Cuando Jesús dijo al final
que muchos son los llamados, pero pocos los escogidos (v. 14), no se refiere a
que él escoge quién entra y quién no. Es cada persona que decide si entrar a la
fiesta o no. El rey de la parábola invitó a todos, pero no todos aceptaron la
invitación. ¿Fue culpa del rey de que ellos no estuvieron en la fiesta? No, en
absoluto. La invitación era para todos, y el vestido era gratis. La Biblia dice
que Dios “…no quiere que nadie muera, sino que todos se vuelvan a Dios”
(2 P 3.9 – DHH).
El cielo es un regalo. ¿Lo aceptarás? Entonces dile ahora a Dios: “Señor, reconozco que mi vida está llena de suciedad y que por mí mismo no puedo acceder a tu salón de fiestas.

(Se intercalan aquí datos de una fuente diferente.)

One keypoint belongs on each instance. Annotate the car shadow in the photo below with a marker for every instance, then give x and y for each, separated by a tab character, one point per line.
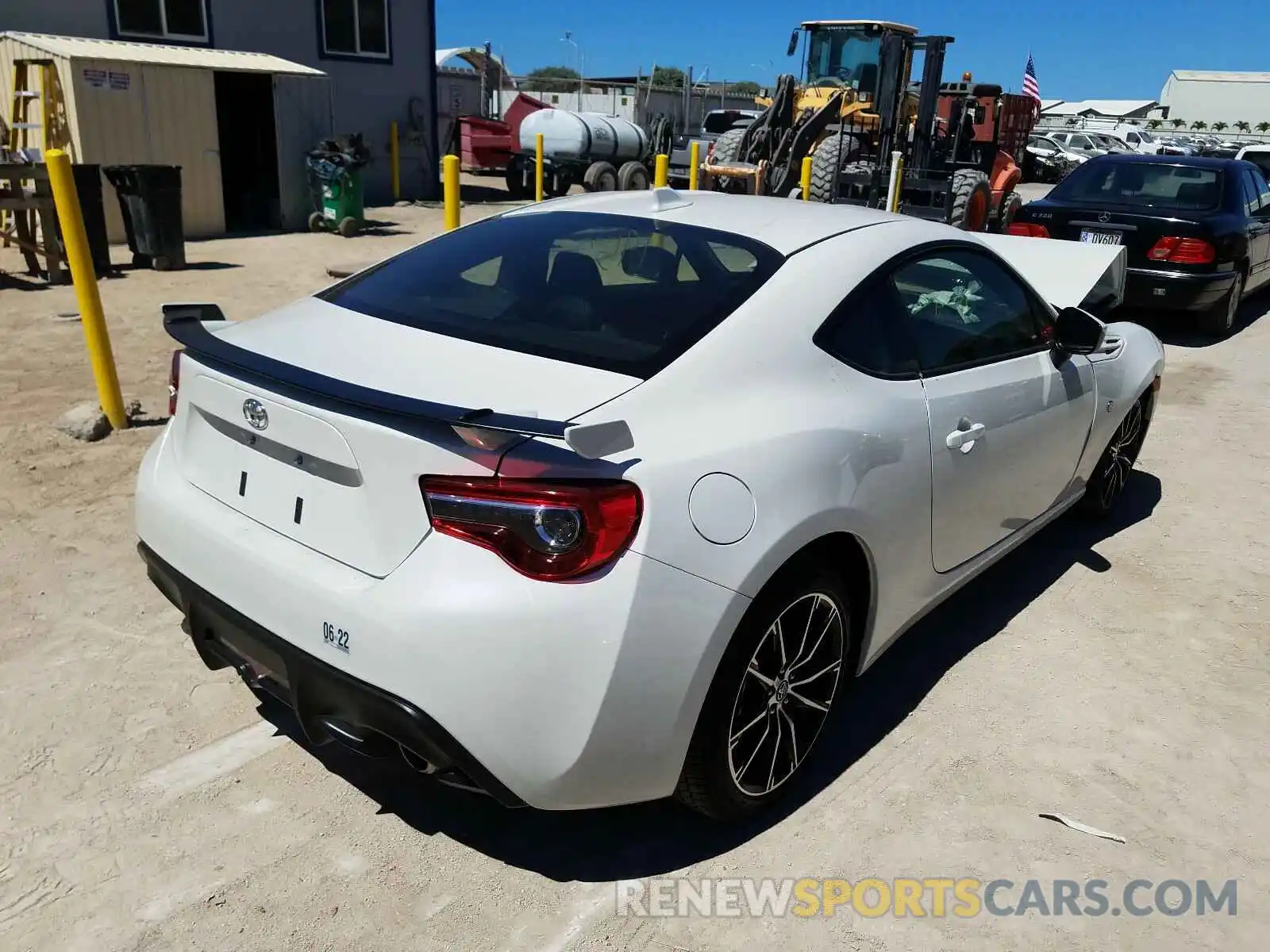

Pero yo tanto anhelo estar presente ahí también. Por eso te pido que me limpies y que me regales tu vestido de fiestas. Reconozco que no tengo méritos propios para estar, pero me aferro a tu oferta y acepto el regalo de la vida eterna que me ofreces. Sé tú mi Señor y mi Salvador. Gracias por tu amor y paciencia conmigo.”